Observability guidelines
We are still refining our observability guidelines. If in doubt - please reach out on #protocol-public
channel on
Grove Discord.
Metrics
Overview
In our system, metrics are exposed using the Prometheus exporter. This approach aligns with tools like Rollkit, and we leverage the go-kit metrics package for custom metrics implementation. For practical examples of metric definitions, refer to AppGate Metrics.
Types of Metrics
-
Counter: A cumulative metric that represents a single numerical value that only ever goes up. Ideal for counting requests, tasks completed, errors, etc.
-
Gauge: Represents a single numerical value that can arbitrarily go up and down. Suitable for measuring values like memory usage, number of active goroutines, etc.
-
Histogram: Captures a distribution of values. It divides the range of possible values into buckets and counts how many values fall into each bucket.
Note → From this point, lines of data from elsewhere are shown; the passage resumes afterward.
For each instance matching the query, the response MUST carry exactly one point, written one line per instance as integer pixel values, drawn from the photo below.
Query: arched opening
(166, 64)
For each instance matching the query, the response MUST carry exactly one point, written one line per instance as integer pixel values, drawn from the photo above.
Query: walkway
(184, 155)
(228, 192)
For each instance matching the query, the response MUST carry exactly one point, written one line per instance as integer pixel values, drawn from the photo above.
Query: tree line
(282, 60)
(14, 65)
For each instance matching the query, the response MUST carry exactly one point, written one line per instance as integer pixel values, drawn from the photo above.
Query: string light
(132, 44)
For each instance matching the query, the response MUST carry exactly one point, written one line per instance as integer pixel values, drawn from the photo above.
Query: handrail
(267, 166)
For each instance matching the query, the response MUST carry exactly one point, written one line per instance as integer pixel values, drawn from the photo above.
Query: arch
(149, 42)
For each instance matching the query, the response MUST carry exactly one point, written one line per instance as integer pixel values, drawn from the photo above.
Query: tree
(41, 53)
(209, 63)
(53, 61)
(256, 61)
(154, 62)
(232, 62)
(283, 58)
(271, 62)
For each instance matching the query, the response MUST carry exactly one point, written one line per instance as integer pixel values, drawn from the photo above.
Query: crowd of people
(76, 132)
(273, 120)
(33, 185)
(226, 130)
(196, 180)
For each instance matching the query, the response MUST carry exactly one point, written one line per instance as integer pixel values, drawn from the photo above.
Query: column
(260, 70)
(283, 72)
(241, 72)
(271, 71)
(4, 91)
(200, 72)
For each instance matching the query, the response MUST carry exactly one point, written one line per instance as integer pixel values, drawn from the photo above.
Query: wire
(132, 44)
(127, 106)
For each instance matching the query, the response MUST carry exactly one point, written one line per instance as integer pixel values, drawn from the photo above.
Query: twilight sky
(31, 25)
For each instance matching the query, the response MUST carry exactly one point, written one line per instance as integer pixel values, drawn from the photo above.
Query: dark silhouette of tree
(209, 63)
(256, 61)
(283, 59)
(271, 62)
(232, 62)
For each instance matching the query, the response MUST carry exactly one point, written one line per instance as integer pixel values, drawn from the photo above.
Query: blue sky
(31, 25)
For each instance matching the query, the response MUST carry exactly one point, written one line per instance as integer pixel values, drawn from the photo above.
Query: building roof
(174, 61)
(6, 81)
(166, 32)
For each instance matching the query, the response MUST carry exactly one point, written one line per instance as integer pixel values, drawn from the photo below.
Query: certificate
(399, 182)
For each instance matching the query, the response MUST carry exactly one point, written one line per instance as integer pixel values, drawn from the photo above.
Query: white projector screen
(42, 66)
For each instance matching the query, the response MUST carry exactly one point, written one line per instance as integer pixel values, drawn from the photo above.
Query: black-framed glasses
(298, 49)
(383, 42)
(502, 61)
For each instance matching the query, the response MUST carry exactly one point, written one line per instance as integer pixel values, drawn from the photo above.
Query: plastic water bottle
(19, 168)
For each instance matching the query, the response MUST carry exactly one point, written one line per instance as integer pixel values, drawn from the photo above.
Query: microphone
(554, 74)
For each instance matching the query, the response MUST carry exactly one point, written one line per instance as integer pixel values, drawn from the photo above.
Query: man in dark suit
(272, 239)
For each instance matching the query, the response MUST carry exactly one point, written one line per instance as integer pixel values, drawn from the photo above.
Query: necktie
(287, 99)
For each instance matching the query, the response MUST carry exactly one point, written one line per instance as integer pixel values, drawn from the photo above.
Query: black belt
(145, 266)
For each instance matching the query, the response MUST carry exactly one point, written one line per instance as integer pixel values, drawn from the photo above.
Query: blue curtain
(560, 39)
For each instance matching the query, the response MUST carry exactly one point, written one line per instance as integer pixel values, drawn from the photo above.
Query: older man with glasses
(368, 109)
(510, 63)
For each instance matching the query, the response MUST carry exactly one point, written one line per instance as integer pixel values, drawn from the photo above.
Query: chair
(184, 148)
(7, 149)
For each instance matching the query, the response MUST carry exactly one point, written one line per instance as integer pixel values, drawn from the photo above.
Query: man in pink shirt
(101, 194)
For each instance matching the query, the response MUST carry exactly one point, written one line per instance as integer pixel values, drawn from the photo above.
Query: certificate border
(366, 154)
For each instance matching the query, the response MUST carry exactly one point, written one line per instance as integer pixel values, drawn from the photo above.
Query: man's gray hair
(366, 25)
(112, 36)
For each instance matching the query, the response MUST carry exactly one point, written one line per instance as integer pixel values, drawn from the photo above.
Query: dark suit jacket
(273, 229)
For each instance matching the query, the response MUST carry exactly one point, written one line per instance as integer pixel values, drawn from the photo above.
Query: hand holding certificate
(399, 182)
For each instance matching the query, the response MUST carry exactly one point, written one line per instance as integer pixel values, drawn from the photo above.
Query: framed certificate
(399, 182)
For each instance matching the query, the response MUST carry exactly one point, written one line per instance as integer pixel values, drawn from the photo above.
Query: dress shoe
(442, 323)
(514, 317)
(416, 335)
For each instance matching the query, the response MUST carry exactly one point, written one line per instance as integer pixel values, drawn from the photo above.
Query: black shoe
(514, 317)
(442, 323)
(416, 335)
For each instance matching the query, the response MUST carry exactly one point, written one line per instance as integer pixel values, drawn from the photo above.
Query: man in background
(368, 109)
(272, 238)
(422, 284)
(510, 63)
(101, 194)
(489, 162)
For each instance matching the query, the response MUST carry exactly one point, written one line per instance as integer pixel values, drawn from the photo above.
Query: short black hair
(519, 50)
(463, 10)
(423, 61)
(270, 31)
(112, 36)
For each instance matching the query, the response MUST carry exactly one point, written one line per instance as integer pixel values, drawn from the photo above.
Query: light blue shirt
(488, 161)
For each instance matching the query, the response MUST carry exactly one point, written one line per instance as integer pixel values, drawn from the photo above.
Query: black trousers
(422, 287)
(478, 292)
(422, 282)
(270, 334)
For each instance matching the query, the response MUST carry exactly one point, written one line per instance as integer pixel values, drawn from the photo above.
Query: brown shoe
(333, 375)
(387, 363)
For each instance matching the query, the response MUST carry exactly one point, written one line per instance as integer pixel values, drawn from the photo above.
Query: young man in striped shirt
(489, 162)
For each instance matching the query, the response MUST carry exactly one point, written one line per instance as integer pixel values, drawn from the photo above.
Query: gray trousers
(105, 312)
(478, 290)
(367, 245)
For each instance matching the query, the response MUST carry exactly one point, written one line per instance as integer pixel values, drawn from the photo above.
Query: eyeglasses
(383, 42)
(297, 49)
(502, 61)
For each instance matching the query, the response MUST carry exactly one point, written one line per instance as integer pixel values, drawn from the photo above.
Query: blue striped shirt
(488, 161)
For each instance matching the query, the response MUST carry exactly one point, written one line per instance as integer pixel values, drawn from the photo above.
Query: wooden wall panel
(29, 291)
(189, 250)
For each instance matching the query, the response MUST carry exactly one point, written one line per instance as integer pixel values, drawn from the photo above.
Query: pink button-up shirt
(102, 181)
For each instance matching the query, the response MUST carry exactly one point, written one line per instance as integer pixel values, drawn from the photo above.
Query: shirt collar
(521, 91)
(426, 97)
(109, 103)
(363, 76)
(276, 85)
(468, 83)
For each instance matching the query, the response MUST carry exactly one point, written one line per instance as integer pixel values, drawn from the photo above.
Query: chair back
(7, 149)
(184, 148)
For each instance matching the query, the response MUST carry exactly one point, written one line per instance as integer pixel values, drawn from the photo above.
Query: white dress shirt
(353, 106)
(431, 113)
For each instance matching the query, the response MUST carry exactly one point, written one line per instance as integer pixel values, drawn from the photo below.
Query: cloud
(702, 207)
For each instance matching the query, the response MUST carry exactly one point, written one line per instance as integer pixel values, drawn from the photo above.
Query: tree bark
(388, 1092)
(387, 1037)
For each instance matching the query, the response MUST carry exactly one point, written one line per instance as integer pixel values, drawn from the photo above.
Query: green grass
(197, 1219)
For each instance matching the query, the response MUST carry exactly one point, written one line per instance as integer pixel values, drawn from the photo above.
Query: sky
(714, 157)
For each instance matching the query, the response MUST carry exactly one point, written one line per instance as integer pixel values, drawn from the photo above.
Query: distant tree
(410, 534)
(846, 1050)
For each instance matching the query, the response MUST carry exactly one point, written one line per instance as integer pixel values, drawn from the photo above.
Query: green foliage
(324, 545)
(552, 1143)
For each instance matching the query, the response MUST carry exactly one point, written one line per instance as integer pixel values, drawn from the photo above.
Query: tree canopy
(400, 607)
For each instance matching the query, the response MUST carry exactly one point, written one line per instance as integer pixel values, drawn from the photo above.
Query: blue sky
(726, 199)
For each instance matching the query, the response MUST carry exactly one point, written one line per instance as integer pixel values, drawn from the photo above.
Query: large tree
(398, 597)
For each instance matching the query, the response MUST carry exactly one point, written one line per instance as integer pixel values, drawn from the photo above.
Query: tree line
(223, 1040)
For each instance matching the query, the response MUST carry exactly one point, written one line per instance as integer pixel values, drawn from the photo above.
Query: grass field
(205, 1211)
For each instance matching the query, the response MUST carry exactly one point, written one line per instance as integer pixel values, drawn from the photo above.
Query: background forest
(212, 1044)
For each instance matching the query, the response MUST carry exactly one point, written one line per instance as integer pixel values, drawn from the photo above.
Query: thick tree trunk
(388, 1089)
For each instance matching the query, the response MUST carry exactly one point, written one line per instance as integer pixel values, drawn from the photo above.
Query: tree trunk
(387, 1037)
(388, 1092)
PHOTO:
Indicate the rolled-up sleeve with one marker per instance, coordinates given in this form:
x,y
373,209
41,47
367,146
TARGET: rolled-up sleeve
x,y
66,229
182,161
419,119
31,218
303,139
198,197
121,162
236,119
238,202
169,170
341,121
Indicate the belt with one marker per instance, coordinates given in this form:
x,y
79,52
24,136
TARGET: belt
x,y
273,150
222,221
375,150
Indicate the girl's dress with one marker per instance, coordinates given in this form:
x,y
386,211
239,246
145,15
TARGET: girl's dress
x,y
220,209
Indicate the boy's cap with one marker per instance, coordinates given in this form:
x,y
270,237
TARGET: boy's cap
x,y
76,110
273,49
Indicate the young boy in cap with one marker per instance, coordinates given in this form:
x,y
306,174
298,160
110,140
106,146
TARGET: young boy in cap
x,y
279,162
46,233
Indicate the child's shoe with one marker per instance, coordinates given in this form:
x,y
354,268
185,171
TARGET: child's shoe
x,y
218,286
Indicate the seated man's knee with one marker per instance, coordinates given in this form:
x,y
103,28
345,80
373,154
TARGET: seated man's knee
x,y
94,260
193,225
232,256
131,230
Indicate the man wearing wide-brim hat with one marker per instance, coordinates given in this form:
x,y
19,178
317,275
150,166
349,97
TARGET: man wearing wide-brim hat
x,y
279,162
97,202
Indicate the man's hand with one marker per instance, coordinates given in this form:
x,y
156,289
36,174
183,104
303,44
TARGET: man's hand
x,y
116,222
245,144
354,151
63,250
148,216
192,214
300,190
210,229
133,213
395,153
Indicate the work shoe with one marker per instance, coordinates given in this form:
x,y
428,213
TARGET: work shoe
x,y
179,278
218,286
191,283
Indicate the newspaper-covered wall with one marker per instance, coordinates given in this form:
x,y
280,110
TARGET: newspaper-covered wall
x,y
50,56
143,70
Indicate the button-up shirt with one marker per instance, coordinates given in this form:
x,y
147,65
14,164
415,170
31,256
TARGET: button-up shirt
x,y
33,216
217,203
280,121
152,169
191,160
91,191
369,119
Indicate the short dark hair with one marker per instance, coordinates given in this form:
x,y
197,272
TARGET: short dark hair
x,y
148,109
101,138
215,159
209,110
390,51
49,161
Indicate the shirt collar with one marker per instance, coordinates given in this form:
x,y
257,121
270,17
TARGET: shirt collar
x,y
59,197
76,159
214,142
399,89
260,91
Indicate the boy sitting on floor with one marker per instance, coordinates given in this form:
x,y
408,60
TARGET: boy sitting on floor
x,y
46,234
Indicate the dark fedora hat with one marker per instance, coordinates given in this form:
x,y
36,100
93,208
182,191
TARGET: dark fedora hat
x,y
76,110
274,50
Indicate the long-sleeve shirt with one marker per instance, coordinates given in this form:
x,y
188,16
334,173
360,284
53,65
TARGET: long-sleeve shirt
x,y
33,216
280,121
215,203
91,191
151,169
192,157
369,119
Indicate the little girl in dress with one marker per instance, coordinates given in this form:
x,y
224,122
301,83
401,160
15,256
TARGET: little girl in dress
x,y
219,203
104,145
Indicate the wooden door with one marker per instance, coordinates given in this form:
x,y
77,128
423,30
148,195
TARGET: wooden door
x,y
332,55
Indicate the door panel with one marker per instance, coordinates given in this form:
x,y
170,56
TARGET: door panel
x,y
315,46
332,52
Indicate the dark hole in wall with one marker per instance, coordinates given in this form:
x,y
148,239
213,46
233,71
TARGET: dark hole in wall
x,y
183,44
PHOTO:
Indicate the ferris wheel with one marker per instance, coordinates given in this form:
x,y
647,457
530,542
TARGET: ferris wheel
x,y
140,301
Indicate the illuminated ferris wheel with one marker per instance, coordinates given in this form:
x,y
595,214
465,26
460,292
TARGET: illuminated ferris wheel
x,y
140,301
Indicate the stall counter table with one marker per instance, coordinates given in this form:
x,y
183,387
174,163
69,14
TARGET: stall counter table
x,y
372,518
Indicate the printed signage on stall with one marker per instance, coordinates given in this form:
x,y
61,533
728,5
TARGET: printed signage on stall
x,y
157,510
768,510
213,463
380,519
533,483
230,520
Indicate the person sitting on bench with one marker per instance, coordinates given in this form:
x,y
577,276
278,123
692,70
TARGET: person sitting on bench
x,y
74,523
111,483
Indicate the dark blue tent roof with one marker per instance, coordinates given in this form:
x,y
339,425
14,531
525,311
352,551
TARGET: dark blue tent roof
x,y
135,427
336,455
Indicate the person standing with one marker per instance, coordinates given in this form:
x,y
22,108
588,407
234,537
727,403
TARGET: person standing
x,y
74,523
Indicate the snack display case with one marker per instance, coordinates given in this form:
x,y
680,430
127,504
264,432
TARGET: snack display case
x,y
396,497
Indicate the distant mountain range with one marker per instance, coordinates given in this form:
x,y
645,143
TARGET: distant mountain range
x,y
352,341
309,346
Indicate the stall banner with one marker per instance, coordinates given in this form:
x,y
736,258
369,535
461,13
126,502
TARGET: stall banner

Useful for tracking request durations, response sizes, etc.
High Cardinality Considerations
Developers should be cautious about the high cardinality of labels. High cardinality labels can significantly increase the memory usage and reduce the performance of the Prometheus server. To mitigate this:
- Limit the use of labels that have a large number of potential values (e.g., user IDs, email addresses).
- Prefer using labels with low cardinality (e.g., status codes, environment names).
- Regularly review and clean up unused or less useful metrics.
Best Practices
- Clarity and Relevance: Ensure that each metric provides clear and relevant information for observability.
- Documentation: Document each custom metric, including its purpose and any labels used.
- Consistency: Follow the Prometheus Metric and Label Naming Guide for consistent naming and labeling. See more at Prometheus Naming Guide.
- Defer: When the code being metered includes conditional branches, defer calls to metrics methods to ensure that any referenced variables are in their final state prior to reporting.
- Sufficient Variable Scope: Ensure any variables which are passed to metrics methods are declared in a scope which is sufficient for reference by such calls.
- Ensure that these variables are not shadowed by usage of a subsequent walrus operator
:=
(redeclaration) within the same scope. - The above might requrie declaring previously undeclared variables which are part of a multiple return.
- Ensure that these variables are not shadowed by usage of a subsequent walrus operator
Examples
Counter
x/proof/keeper/msg_server_create_claim.go
// Declare a named `error` return argument.
func (k msgServer) CreateClaim(...) (_ *types.MsgCreateClaimResponse, err error) {
// Declare claim to reference in telemetry.
var (
claim types.Claim
isExistingClaim bool
numRelays uint64
numComputeUnits uint64
)
// Defer telemetry calls so that they reference the final values the relevant variables.
defer func() {
// Only increment these metrics counters if handling a new claim.
if !isExistingClaim {
telemetry.ClaimCounter(types.ClaimProofStage_CLAIMED, 1, err)
telemetry.ClaimRelaysCounter(types.ClaimProofStage_CLAIMED, numRelays, err)
telemetry.ClaimComputeUnitsCounter(types.ClaimProofStage_CLAIMED, numComputeUnits, err)
}
}()
// Ensure `err` is not shadowed by avoiding `:=` operator.
var result any
result, err = doSomething()
if err != nil {
return nil, err
}
Gauage
x/tokenomics/module/abci.go
// Emit telemetry for each service's relay mining difficulty.
for serviceId, newDifficulty := range difficultyPerServiceMap {
miningDifficultyNumBits := keeper.RelayMiningTargetHashToDifficulty(newDifficulty.TargetHash)
telemetry.RelayMiningDifficultyGauge(miningDifficultyNumBits, serviceId)
telemetry.RelayEMAGauge(newDifficulty.NumRelaysEma, serviceId)
}
Histogram
TODO: Add a code example, link to usage, and screenshot of the output.
Logs
Please refer to our own polylog package.